Und bei den Mitarbeitern werden Ängste hervorgerufen, wie:
•    „Entsprechen meine Leistungen den Anforderungen, die an mich gestellt werden?“
•    „Ist das, was ich leiste, gut genug?“
•    „Kann ich da noch mithalten?“


Dahinter steht die Frage des Selbstwerts einer jeden Person:  „Bin ich gut genug?“ ist ein flächendeckender „Angstvirus“ unserer Zeit. Auch die schnelle technologische Entwicklung nimmt Einfluss darauf, denn das Tempo, mit dem die Technologie unser Leben mehr und mehr einnimmt, setzt uns vor ganz neue Herausforderungen auf Verhaltens- und Einstellungsebene.

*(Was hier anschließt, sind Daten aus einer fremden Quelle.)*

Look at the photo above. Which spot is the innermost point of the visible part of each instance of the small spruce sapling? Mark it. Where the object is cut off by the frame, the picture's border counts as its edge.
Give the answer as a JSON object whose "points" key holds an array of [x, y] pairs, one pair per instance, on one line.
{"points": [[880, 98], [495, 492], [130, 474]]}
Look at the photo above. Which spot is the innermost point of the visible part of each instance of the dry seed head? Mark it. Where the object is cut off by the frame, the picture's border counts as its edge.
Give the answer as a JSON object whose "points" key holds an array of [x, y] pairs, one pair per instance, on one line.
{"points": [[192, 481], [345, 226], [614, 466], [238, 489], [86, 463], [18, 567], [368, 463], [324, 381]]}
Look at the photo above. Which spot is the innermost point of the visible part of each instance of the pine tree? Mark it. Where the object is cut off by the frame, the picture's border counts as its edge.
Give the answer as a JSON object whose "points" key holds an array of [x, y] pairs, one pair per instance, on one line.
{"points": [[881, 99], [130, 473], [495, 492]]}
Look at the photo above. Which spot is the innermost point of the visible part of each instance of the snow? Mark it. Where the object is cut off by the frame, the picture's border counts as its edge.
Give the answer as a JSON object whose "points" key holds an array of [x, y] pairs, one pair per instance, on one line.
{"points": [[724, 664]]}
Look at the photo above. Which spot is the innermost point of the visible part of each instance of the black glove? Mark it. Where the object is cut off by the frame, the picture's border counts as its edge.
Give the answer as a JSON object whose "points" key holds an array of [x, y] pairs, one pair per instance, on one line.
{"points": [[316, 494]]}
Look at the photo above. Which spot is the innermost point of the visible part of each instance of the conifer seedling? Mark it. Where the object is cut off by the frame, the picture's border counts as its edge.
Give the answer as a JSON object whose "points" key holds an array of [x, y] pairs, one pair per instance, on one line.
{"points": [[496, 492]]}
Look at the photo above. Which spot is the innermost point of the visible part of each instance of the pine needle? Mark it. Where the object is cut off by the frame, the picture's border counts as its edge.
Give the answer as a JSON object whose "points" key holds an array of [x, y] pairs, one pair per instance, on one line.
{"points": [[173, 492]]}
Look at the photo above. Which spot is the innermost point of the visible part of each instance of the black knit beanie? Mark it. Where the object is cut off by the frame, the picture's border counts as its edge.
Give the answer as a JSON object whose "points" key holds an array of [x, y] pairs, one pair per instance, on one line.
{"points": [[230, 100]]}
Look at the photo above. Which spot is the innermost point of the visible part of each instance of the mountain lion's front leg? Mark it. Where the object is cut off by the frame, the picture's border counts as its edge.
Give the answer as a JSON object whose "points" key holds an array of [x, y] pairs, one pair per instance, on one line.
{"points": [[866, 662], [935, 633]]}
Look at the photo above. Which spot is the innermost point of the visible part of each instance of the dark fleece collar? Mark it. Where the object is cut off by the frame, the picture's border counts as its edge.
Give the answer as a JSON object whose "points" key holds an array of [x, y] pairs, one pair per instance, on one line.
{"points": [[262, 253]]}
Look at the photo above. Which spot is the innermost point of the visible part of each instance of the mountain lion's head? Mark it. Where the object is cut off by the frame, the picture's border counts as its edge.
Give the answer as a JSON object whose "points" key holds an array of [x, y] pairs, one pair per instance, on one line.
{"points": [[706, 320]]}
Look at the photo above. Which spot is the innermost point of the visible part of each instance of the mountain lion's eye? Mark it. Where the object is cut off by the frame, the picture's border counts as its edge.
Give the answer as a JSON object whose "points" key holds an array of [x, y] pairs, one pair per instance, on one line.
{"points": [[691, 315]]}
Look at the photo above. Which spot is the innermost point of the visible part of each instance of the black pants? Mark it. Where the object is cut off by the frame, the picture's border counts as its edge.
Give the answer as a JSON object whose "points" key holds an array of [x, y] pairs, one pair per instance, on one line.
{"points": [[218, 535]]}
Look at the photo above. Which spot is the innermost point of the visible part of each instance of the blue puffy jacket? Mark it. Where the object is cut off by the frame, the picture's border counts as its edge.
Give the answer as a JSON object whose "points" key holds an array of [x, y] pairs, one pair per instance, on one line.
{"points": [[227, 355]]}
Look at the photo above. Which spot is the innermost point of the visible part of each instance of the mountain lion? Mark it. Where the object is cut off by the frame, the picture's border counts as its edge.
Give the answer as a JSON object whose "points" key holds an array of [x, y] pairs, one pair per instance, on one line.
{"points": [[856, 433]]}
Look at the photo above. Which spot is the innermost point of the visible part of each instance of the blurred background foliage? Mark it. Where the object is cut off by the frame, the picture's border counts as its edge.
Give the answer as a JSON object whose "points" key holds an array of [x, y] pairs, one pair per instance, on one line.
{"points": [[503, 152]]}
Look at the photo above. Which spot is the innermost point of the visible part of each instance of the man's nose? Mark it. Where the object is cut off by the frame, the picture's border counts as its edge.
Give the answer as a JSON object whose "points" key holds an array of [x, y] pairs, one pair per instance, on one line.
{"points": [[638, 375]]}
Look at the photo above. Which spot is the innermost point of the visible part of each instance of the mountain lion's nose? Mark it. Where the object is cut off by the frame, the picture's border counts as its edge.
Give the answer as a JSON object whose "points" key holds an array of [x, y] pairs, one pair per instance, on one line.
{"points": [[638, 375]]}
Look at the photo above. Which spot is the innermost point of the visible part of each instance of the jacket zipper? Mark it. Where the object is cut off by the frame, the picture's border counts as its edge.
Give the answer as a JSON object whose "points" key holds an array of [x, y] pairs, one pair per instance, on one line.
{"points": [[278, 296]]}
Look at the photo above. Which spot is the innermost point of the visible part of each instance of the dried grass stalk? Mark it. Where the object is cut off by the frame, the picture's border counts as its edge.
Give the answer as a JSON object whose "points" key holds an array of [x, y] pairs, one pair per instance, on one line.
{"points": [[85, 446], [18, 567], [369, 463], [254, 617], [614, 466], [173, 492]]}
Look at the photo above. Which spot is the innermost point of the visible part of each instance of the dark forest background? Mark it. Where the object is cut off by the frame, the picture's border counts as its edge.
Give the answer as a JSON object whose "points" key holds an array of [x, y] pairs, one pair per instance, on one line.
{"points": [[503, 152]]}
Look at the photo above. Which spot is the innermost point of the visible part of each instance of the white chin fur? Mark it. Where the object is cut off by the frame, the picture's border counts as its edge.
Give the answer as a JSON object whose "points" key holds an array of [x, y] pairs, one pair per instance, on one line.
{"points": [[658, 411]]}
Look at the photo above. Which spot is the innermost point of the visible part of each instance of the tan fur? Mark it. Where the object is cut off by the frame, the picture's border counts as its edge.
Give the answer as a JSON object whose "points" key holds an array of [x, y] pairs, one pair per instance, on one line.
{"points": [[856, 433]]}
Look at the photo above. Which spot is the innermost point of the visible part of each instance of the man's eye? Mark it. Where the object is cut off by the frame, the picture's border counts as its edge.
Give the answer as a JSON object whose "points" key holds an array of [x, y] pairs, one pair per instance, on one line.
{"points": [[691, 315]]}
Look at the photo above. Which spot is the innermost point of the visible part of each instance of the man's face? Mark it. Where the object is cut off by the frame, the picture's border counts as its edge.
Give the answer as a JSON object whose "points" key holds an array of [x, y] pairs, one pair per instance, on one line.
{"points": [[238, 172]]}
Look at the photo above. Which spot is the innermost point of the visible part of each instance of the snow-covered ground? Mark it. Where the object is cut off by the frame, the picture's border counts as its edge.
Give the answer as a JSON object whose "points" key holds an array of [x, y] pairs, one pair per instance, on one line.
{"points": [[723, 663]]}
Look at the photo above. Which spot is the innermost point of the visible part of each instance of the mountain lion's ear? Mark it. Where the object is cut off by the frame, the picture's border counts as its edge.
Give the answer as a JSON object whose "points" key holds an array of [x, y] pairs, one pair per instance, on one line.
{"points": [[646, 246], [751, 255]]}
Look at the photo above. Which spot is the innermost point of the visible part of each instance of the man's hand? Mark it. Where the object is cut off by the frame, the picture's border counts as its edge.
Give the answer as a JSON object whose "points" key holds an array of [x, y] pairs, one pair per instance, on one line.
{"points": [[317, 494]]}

Was nicht beachtet oder verdrängt wird, wird größer


Wer sich viel erarbeitet hat, hat auch viel zu verlieren. Dies trifft gerade auf Führungskräfte zu, die weder ihren Ruf, ihre Stelle, noch ihren Lebensstandard riskieren wollen. Dazu kommt noch die Angst vor der Sinnlosigkeit. Wenn von Führungskräften eines erwartet wird, dann ist es die Identifikation mit ihrer Aufgabe, ihrem Team und dem Unternehmen. Schließlich wird eine Vorbildfunktion ausgeübt! Obwohl die meisten Menschen in Führungsfunktion viel Energie und Kraft investieren, um besser zu sein und besser zu werden als andere, bringt die Identifikation mit ihrem Job auch einen Nachteil für die Stellenhabenden mit. Sie fokussieren sich mehrheitlich zu sehr auf ihren Beruf und lassen wichtige andere Säulen für ihre innere Stabilität und ihr Leistungsvermögen außer Acht – wie zum Beispiel Hobbies, bewusste Familienzeit, stärkende Netzwerke. Kommen diese Energiequellen über längere Zeit zu kurz, fehlt mit dem Ausgleich auch die Ausgeglichenheit der Führungskraft. Wer sich dann noch im beruflichen „Haifischbecken“ wiederfindet, sieht sich oft hilflos ausgeliefert. Die Angst vor einem beruflichen und/oder gesellschaftlichen Abstieg wächst mit jeder Stufe auf der Karriereleiter.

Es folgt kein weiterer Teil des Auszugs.